Les conséquences du trouble d’évitement expérientiel

Au niveau social, les conséquences du trouble d’évitement expérientiel sont très importantes. Les personnes souffrant dudit trouble attendent d’être bien pour aller au cinéma, pour rester avec des ami-e-s, pour reprendre des études, pour avoir des rendez-vous, et d’une longue liste d’ectetera. Elles développent de nombreuses habitudes tendant à éviter des expériences psychologiques désagréables. C’est ainsi qu’au fil des mois et des années leur vie tourne uniquement autour de l’évitement.

C’est ainsi que nous pouvons devenir de véritables experts de ce que nous ne voulons pas, définissant nos désirs et nos aspirations exclusivement eu égard à la non-présence de ce que nous souhaitons éviter. Notre identité et notre projection du futur finissent inexorablement par être très médiocres.

Par conséquent, au niveau psychologique, l’évitement expérientiel ne fait qu’aggraver la symptomatologie associée au mal-être et appauvrit la vie émotionnelle de l’individu. Et c’est pourquoi la thérapie d’acceptation et d’engagement (développée pour surmonter les troubles d’évitement expérientiel) vise à faire accepter le mal-être et à définir des objectifs traitant des valeurs personnelles.

Le traitement du trouble d’évitement expérientiel

Tout d’abord, la solution à ce trouble réside dans l’acceptation, l’observation inconditionnelle et sans jugement des expériences psychologiques, telles que les pensées, les émotions et les sentiments. Pour atteindre cet objectif, la thérapie d’acceptation et d’engagement utilise différentes stratégies telles que le Mindfulness, la désintoxication cognitive et les métaphores thérapeutiques.
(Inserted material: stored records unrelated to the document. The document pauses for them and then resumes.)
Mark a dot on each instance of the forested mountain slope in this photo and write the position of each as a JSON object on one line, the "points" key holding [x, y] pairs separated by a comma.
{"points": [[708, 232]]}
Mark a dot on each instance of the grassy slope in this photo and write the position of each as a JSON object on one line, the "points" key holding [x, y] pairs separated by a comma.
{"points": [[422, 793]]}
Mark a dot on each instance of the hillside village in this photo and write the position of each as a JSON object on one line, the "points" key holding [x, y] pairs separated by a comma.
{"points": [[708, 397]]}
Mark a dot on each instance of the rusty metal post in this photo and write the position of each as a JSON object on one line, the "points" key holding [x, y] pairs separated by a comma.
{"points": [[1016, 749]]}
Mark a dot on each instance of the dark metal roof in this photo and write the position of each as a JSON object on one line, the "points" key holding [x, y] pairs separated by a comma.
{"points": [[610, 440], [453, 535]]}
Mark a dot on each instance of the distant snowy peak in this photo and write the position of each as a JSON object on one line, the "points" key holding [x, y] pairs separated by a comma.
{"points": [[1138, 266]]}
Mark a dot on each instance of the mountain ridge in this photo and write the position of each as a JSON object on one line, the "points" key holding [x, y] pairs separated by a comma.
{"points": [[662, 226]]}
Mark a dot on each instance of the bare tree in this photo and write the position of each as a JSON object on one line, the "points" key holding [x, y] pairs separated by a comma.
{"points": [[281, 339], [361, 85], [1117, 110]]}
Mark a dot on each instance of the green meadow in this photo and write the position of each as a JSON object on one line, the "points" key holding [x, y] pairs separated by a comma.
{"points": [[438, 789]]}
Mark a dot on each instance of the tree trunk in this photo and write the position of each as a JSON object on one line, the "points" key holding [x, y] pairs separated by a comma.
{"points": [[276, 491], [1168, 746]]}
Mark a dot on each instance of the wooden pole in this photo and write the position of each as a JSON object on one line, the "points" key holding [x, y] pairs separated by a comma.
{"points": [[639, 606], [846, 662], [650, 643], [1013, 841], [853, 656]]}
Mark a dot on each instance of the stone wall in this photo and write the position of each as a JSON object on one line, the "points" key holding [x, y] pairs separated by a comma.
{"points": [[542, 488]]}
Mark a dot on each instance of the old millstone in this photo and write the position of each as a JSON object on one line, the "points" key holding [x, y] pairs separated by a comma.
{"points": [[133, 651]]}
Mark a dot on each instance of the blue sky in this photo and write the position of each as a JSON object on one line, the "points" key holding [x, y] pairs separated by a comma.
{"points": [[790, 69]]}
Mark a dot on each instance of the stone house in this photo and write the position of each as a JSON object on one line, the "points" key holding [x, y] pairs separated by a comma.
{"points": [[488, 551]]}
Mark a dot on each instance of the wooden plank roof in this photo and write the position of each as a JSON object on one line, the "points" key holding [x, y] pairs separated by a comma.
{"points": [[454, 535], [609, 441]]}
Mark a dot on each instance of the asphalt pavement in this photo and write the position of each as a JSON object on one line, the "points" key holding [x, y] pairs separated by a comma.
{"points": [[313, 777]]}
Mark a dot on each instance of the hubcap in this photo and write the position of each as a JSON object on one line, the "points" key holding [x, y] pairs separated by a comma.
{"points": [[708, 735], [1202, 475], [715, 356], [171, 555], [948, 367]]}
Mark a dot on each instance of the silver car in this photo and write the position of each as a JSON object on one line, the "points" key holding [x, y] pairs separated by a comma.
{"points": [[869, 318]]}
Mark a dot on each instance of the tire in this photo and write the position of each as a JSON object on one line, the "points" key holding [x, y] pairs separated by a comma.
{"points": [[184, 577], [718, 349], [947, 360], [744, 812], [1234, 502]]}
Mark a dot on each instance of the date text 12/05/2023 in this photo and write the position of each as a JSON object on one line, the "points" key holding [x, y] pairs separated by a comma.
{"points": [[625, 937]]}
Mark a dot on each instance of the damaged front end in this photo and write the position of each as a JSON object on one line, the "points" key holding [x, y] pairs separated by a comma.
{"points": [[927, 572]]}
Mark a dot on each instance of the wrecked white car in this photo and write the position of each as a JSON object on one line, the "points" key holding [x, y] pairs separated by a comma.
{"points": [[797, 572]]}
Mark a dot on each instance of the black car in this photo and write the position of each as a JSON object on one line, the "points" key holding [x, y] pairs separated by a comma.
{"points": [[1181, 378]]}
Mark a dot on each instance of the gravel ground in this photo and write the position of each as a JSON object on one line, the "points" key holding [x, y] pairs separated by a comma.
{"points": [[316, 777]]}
Deuxièmement, le traitement de l’évitement expérientiel se concentre sur la restauration de l’importance des valeurs personnelles face aux émotions et les comportements impulsifs du moment. De cette approche thérapeutique découle la notion “d’engagement”. En d’autres termes, il est réalisé un travail tendant à ce que la personne s’engage à maintenir ses valeurs, ce en toute circonstance. On cherche à mettre de côté la lutte contre le mal-être pour se concentrer sur la lutte pour combler la vie d’activités satisfaisantes pour soimême.

oiseaux qui s'envolent

Combattre ce trouble est une tâche ardue impliquant un chemin difficile. Néanmoins, il s’agit d’un combat nécessaire pour se libérer des pièges de la pensée et des croyances rigides qui, visant à être bien, nous conduisent à nous sentir toujours plus mal. Diriger notre vie vers nos valeurs personnelles, en acceptant le mal-être lorsqu’il se présente, nous permettra d’être plus libre et plus heureux-se.


Ce texte est fourni à des fins d'information uniquement et ne remplace pas la consultation d'un professionnel. En cas de doute, consultez votre spécialiste.